Allzu oft betrachten wir einen Übeltäter so, wie wir einen Eisberg betrachten würden – wir sehen nur die Spitze und blicken nicht unter die Oberfläche. Wir wissen nicht alles, was im Leben eines Menschen vorgeht. Wir kennen seine Vergangenheit nicht, auch nicht die Kämpfe, die er durchmacht, und nicht den Schmerz, den er in sich trägt. Brüder und Schwestern, bitte verstehen Sie mich nicht falsch. Etwas zu vergeben heißt nicht, es gutzuheißen. Wir rechtfertigen schlechtes Verhalten nicht und erlauben niemandem, uns zu misshandeln, nur weil er Kämpfe durchmacht, einen Schmerz oder Schwäche in sich trägt. Doch wir können ein umfassenderes Verständnis und Frieden erlangen, wenn wir den Blick erweitern.

Sicherlich begeht manch einer, der geistig weniger reif ist, möglicherweise schwere Fehler – doch niemand von uns sollte nur an seinen schlimmsten Taten gemessen werden. Gott ist der vollkommene Richter. Er blickt unter die Oberfläche. Er weiß alles und sieht alles (siehe 2 Nephi 2:24). Er hat gesagt: „Ich, der Herr, vergebe, wem ich vergeben will, aber von euch wird verlangt, dass ihr allen Menschen vergebt.“ (LuB 64:10.)

Als Christus ungerechtfertigten Anschuldigungen ausgesetzt war und dann grausam geschmäht und geschlagen wurde und schließlich am Kreuz litt, sagte er, genau in jenem schwersten Moment: „Vater, vergib ihnen, denn sie wissen nicht, was sie tun.“ (Lukas 23:34.)

In unserer Kurzsichtigkeit ist es uns manchmal ein Leichtes, Abneigung gegenüber anderen zu empfinden, die nicht so handeln oder denken wie wir. Allein aufgrund der Tatsache, dass der andere eine andere Sportmannschaft unterstützt oder andere politische oder religiöse Ansichten hat, nehmen wir möglicherweise eine intolerante Haltung ein.
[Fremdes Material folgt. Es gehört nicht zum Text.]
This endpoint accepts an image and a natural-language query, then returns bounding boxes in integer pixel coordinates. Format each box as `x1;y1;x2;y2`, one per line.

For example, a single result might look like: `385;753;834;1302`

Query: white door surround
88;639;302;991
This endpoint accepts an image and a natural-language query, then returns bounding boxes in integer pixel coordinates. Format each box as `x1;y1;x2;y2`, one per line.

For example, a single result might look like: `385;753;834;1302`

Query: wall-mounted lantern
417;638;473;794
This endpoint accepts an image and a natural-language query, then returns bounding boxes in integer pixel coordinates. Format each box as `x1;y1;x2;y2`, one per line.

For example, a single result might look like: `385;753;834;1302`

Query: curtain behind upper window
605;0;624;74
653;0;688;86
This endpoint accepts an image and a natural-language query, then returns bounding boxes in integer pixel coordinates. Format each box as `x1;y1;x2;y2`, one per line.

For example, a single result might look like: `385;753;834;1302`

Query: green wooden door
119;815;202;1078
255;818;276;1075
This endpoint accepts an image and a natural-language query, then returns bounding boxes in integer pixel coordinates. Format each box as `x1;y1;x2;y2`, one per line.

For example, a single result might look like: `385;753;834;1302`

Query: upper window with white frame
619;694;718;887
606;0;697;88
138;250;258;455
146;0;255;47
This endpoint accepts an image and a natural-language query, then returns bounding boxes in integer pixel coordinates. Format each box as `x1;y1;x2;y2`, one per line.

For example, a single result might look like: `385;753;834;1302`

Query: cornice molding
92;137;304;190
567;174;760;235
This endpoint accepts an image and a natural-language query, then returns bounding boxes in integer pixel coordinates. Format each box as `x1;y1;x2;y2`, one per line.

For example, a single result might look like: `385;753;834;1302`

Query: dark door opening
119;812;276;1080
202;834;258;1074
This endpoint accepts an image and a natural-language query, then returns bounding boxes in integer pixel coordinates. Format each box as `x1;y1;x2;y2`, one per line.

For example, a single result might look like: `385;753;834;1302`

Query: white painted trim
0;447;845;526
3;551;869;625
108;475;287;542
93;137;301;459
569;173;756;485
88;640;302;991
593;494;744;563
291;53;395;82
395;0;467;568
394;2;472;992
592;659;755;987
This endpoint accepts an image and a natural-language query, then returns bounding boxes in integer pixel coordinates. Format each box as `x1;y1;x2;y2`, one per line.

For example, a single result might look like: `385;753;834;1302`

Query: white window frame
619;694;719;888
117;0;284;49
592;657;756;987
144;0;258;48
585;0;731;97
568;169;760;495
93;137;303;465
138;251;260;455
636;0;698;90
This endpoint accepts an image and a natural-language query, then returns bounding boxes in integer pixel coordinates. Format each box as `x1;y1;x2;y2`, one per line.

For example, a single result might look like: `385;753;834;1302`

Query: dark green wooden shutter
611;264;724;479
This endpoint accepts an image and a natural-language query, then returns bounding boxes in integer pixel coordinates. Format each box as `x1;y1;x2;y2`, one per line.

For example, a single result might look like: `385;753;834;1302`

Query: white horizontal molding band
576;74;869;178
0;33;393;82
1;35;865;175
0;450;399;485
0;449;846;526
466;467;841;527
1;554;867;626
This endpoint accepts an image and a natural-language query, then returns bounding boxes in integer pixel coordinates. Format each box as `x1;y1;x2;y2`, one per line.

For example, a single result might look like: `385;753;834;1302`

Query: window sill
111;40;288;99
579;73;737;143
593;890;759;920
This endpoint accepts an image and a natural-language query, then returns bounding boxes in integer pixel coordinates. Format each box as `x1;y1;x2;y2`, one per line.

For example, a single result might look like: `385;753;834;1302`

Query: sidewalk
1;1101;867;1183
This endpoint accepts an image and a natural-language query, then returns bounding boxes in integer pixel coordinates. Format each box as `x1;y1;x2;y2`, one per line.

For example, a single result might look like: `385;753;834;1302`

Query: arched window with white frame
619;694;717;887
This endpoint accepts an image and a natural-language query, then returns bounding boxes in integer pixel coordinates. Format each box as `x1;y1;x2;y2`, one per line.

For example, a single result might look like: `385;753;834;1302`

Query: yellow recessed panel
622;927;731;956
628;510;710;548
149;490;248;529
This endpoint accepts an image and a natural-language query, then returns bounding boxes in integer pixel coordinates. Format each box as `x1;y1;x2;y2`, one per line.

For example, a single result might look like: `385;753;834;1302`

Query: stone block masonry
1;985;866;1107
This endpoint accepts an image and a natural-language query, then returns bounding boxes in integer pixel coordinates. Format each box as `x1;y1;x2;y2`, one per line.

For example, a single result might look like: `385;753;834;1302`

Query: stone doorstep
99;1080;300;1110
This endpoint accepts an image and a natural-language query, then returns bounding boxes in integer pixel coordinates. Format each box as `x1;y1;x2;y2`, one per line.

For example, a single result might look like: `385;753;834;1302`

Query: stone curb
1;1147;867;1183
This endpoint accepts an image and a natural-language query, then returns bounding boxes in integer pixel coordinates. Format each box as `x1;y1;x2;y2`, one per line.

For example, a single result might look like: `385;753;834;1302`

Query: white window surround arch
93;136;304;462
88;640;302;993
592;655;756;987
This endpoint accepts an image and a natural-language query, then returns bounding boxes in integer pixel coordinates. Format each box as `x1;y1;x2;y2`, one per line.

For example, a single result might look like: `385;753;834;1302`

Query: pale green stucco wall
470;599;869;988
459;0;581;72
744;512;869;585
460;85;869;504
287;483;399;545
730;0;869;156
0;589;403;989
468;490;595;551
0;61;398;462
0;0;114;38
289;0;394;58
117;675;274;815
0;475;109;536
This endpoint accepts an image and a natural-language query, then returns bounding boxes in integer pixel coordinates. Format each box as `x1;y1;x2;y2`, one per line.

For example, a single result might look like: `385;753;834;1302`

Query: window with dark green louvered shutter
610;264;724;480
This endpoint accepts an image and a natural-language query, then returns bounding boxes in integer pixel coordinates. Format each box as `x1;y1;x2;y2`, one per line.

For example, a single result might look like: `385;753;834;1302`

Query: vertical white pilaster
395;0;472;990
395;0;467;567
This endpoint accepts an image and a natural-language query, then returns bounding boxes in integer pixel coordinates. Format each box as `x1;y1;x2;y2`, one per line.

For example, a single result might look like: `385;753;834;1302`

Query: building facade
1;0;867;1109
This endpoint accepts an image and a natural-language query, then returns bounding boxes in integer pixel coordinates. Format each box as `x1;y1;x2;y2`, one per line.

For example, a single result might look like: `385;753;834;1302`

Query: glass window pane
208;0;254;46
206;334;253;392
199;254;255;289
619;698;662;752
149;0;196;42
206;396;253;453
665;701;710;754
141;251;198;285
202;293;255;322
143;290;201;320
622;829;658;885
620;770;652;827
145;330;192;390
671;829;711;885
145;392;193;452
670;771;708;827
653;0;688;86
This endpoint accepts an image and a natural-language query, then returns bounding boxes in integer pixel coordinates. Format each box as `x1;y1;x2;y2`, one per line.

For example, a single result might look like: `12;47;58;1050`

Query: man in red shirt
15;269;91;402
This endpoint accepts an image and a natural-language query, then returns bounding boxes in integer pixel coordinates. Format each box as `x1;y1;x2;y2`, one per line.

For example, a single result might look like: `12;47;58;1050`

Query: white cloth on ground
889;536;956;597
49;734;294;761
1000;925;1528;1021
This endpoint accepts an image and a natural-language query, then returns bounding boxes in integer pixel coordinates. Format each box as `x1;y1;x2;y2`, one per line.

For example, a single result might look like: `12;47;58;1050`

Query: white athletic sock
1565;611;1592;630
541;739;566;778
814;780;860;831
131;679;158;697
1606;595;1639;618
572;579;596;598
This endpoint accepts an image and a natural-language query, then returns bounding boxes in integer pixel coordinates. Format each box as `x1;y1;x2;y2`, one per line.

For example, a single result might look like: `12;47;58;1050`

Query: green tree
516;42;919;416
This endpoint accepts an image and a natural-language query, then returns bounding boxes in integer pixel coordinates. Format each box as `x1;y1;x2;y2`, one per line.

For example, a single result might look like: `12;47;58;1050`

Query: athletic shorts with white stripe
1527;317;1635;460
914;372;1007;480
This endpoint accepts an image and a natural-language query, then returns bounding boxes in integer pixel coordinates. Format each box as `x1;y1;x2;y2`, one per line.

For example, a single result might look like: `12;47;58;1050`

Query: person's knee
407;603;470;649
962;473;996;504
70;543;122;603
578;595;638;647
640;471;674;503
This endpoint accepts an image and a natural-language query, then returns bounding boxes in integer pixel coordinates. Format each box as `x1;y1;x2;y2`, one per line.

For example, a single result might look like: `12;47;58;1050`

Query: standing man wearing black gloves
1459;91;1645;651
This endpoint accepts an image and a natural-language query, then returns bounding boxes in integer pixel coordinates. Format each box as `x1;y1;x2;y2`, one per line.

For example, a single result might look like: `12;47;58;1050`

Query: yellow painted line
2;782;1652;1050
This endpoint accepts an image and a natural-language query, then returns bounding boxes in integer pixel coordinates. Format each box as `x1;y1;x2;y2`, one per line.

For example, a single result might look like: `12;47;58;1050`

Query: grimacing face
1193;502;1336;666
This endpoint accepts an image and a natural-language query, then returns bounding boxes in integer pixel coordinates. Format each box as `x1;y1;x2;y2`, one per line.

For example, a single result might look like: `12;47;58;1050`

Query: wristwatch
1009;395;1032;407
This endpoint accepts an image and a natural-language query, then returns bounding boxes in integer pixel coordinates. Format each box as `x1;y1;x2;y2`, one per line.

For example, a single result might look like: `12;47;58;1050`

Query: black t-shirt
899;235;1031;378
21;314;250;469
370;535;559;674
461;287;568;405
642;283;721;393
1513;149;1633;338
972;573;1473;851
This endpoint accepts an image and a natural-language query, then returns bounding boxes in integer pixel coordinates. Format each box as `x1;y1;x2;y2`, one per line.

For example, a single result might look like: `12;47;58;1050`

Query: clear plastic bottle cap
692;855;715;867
Präsident Russell M. Nelson hat uns einen weisen Rat erteilt. Er sagte: „Die Gelegenheit, jemandem zuzuhören, der eine andere religiöse oder politische Überzeugung hat, kann die Toleranz fördern und den Horizont erweitern.“2

Im Buch Mormon wird von einer Zeit berichtet, als „das Volk der Kirche anfing, im Stolz seiner Augen überheblich zu werden …, dass sie anfingen, einer den anderen zu verachten, und sie fingen an, diejenigen zu verfolgen, die nicht glaubten, wie sie wollten und wie es ihnen gefiel“ (Alma 4:8). Denken wir doch alle daran, dass Gott nicht auf die Farbe des Trikots oder die Parteizugehörigkeit achtet. Vielmehr ist es so, wie Ammon sagte: „[Gott] schaut auf alle Menschenkinder hernieder; und er kennt alle Gedanken und Absichten des Herzens.“ (Alma 18:32.) Brüder und Schwestern, falls wir bei den Wettkämpfen des Lebens siegen, sollten wir würdevoll siegen. Falls wir verlieren, sollten wir würdevoll verlieren. Denn wenn wir im Leben gnädig zueinander sind, wird am letzten Tag Gnade unser Lohn sein.

Wir alle sind zwar ab und an das Opfer der Übeltaten anderer, manchmal sind aber auch wir der Übeltäter. Wir alle machen Fehler und brauchen Gnade, Barmherzigkeit und Vergebung. Wir dürfen nicht vergessen, dass die Vergebung unserer Sünden und Vergehen daran gebunden ist, dass wir anderen vergeben. Der Erretter hat gesagt:

„Denn wenn ihr den Menschen ihre Verfehlungen vergebt, dann wird euer himmlischer Vater auch euch vergeben.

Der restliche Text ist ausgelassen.